The announcement was made during a graduation ceremony for police officers from the National Security University (UNES). The President explained that this new Great Mission responded to the need for “articulating a new security system, [because] we know there is a problem with crime and violence–this is an old issue which is the consequence of the anti-values of capitalism, drug addiction, and drug trafficking.”
“I believe,” said the President, “that after experimenting with all these policies the time has come to create and summarize it all in a new Great Mission, all of these security policies, so that not one deviates and we all know the direction of the main effort. I have decided to create a Great Mission for security: the “Great Mission Quadrants of Peace” for the people, through which we will strive, as never before, with all our experience, to build a public security system for our people.”

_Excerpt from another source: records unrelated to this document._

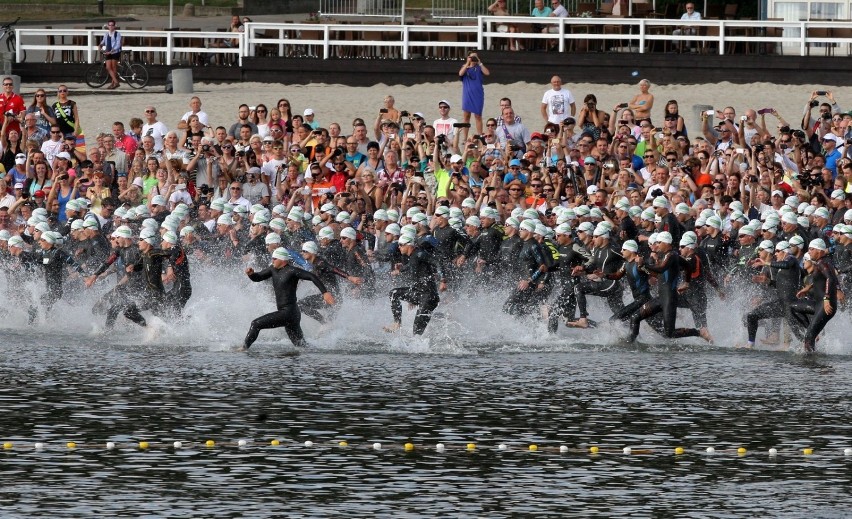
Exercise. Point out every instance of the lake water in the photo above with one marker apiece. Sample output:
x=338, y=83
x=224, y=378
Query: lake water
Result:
x=476, y=378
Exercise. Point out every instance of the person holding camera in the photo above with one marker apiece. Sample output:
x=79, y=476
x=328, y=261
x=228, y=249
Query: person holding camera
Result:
x=472, y=74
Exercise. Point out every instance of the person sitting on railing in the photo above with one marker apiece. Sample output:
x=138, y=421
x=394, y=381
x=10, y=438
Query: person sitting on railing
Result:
x=690, y=15
x=499, y=8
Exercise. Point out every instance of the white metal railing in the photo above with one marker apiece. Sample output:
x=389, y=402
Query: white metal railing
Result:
x=444, y=41
x=163, y=46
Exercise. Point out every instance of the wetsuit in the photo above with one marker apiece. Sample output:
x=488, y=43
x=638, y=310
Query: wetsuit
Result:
x=572, y=255
x=785, y=277
x=421, y=268
x=181, y=290
x=667, y=270
x=284, y=283
x=152, y=297
x=809, y=313
x=607, y=260
x=697, y=273
x=328, y=274
x=53, y=261
x=536, y=262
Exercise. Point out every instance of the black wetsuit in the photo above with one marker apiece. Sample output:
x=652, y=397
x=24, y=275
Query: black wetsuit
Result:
x=785, y=277
x=421, y=268
x=606, y=260
x=152, y=297
x=667, y=270
x=284, y=283
x=328, y=274
x=536, y=262
x=809, y=313
x=572, y=255
x=181, y=290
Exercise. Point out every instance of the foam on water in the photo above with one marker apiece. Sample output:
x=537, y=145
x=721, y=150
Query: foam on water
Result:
x=224, y=302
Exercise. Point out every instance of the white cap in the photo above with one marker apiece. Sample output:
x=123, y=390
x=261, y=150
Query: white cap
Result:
x=310, y=247
x=630, y=245
x=326, y=233
x=348, y=232
x=817, y=244
x=393, y=229
x=528, y=225
x=281, y=254
x=767, y=245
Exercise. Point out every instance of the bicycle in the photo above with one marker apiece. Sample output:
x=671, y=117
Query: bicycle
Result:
x=7, y=31
x=134, y=74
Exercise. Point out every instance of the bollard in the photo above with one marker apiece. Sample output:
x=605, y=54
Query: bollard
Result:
x=182, y=81
x=695, y=127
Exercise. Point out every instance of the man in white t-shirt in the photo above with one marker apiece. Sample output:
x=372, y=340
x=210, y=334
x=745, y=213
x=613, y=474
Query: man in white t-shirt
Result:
x=154, y=128
x=444, y=124
x=556, y=103
x=194, y=109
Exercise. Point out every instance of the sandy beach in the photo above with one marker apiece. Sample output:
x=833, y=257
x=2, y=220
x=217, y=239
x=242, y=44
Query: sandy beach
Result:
x=341, y=103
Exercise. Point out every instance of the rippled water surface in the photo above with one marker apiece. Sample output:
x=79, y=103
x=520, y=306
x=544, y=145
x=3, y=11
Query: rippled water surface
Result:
x=59, y=388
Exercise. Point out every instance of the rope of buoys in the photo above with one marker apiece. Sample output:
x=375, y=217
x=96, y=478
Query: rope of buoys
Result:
x=592, y=450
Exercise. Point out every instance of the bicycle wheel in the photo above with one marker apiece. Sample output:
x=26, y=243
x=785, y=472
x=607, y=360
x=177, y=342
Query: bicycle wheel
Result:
x=138, y=76
x=96, y=75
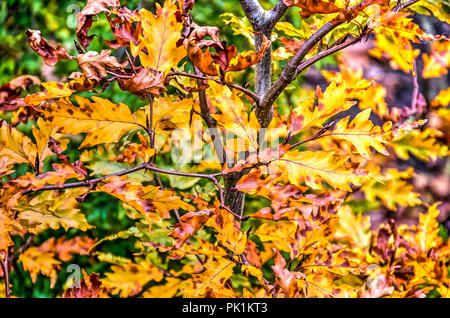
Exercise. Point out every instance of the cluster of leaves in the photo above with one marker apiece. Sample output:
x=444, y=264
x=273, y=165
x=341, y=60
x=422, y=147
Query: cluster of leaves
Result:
x=309, y=239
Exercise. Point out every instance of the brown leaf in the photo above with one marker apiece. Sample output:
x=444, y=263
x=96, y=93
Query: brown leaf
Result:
x=10, y=92
x=64, y=249
x=85, y=18
x=40, y=45
x=124, y=28
x=56, y=148
x=145, y=82
x=285, y=279
x=94, y=65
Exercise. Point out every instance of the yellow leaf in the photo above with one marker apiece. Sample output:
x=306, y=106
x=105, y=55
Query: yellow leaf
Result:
x=216, y=273
x=128, y=280
x=35, y=261
x=438, y=61
x=102, y=120
x=356, y=228
x=428, y=229
x=314, y=167
x=363, y=135
x=421, y=144
x=335, y=99
x=392, y=189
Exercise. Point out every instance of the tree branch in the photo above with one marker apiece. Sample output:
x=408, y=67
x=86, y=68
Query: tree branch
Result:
x=294, y=67
x=274, y=15
x=249, y=93
x=326, y=53
x=253, y=11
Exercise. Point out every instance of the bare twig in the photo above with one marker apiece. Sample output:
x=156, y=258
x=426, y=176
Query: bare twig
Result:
x=249, y=93
x=6, y=273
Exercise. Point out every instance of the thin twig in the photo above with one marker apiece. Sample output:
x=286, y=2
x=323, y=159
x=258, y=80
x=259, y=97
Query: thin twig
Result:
x=229, y=84
x=6, y=274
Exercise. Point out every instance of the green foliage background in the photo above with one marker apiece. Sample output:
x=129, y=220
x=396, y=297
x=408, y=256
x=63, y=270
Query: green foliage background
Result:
x=56, y=21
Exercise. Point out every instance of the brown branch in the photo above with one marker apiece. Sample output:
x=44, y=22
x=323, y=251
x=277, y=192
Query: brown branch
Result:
x=253, y=11
x=274, y=15
x=249, y=93
x=289, y=73
x=87, y=183
x=5, y=264
x=326, y=53
x=401, y=6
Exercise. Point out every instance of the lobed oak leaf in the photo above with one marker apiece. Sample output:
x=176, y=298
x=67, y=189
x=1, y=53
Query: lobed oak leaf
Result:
x=225, y=58
x=363, y=134
x=145, y=199
x=126, y=28
x=7, y=225
x=10, y=92
x=229, y=232
x=94, y=65
x=53, y=90
x=353, y=227
x=40, y=45
x=134, y=151
x=51, y=211
x=428, y=229
x=90, y=287
x=129, y=279
x=436, y=63
x=145, y=82
x=336, y=98
x=392, y=189
x=421, y=144
x=215, y=275
x=102, y=120
x=315, y=167
x=37, y=262
x=189, y=224
x=157, y=48
x=64, y=248
x=284, y=278
x=85, y=18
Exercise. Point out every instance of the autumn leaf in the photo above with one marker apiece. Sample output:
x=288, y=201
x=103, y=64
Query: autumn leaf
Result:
x=46, y=211
x=421, y=144
x=90, y=287
x=65, y=248
x=189, y=224
x=37, y=262
x=144, y=83
x=335, y=99
x=215, y=275
x=40, y=45
x=363, y=134
x=53, y=90
x=157, y=46
x=315, y=167
x=103, y=120
x=145, y=199
x=128, y=280
x=95, y=65
x=428, y=229
x=7, y=225
x=85, y=18
x=438, y=61
x=310, y=7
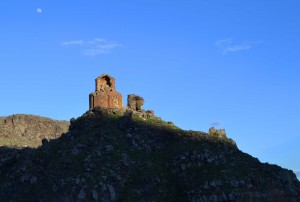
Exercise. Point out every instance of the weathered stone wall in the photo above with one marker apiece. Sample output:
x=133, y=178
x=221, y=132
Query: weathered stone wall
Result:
x=135, y=102
x=105, y=94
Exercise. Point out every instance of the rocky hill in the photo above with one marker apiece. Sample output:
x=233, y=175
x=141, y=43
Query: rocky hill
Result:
x=125, y=155
x=28, y=130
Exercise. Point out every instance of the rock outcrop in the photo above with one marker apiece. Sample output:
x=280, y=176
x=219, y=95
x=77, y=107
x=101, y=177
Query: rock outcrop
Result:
x=127, y=155
x=28, y=130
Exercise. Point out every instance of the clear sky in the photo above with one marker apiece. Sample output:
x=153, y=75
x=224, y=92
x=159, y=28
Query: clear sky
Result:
x=233, y=64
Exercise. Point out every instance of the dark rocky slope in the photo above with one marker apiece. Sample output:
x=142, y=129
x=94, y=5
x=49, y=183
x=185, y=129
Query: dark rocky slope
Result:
x=123, y=155
x=28, y=130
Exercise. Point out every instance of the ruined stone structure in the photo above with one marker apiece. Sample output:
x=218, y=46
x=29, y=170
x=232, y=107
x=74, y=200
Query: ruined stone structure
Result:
x=106, y=94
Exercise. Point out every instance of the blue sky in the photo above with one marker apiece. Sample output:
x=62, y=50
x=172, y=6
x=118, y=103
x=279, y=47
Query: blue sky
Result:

But the announcement of this “new” initiative could lead to some confusion as there is already a “great mission” that exists since 2012 with precisely this goal: to bring together the government’s various citizen security policies: The Great All Life Venezuela Mission. Furthermore, the “quadrants of peace” were part of previous security initiatives. So, does this new Great Mission supplement or replace the previous Mission? Does it mean a new direction in citizen security policies by the government?
The first peace quadrants were originally established in 2013, as part of the Safe Fatherland Plan (Plan Patria Segura.) The quadrants were to be limited spaces of two to five square kilometers which would incorporate GPS technology for surveillance and patrolling. “These quadrants [will have] police force, with intelligence, patrolling and immediate action and reaction capacity,” explained Maduro at the time. The idea of the police quadrants has been applied in other Latin American countries, such as Colombia, Costa Rica, and Chile, where they also imply the organization of urban territories into more easily controlled and monitored spaces.
But in Venezuela critics have argued, not against the notion of quadrants itself, but that they are ineffectual and hard to replicate unless there is a previous study for the geographical delimitation of such spaces, which should include things such as the population and crime rate. The government however insists its security programs, including the quadrants, are working. In December 2017, the President announced that 2,119 such quadrants had been created in 79 municipalities of the country and asked that they be replicated and extended all over the country. Recently the Director of Venezuela’s Investigative Police (CICPC) declared that homicide rates had decreased by 27% during the first semester of this year.
From the latest President’s announcement, it is now apparent that the Great Mission Quadrants of Peace is simply the new name for the overarching security structure of the government, substituting for the previous Great Mission Socialist Justice. For example, the “new” Mission now includes, according to the President, seven “vertices” with ever more overlapping names: 1) the Movement for Peace and Life, 2) “effective patrolling,” 3) the peace quadrants themselves, 4) the controversial Operations for the Liberation of the People (OLP), 5) the “system for the popular protections for peace,” 6) “justice” (unexplained) and 7) a “plan to fight against drug trafficking, paramilitarism, and organized crime.” The most important and concrete of these “vertices” –the peace quadrants and the OLPs– were originally sub-parts of the previous initiative, the Great Mission Socialist Justice, which also came after Great All Life Venezuela Mission without ever replacing it.
On July 29, Minister of Interior Relations, Justice and Peace, Nestor Reverol, gave an interview to a local news-paper explaining why this latest Mission really amounted to something new and not simply to a name reshuffling of previous security initiatives. Reverol said that the quadrants would be part of an integral structure in which State presence would be felt. “We find the people [in those spaces] have a set of needs; education, sports, health, and also more than 700 institutions responsible for taking care of those needs, but we haven’t found a way to articulate them. This can be done by the chief of the quadrant” said the Minister.
The chief of each quadrant is a National Bolivarian Police officer, thus adding to the confusion of overlapping names and competences of different welfare and security plans, and furthering fears of militarization of civilian life.
The Minister was also asked what had happened to the previous two Great Missions: “Socialist Justice” and “All Life Venezuela” (A Toda Vida Venezuela). He answered that they still exist, but they are now part of the “security doctrine” of citizen’s security as they are “part of the Chavez’ legacy.”
The new Mission seems to be still open for discussion as president Maduro has called for a “national consultation process” about the new Mission. “Technical Roundtables” have started in several states in order to discuss proposal for the new initiative. Minister Reverol himself lead the roundtables established in the state of Zulia. So far, these roundtables only include several government security bodies, such as the National Bolivarian Police, the Bolivarian National Guard, and local police forces.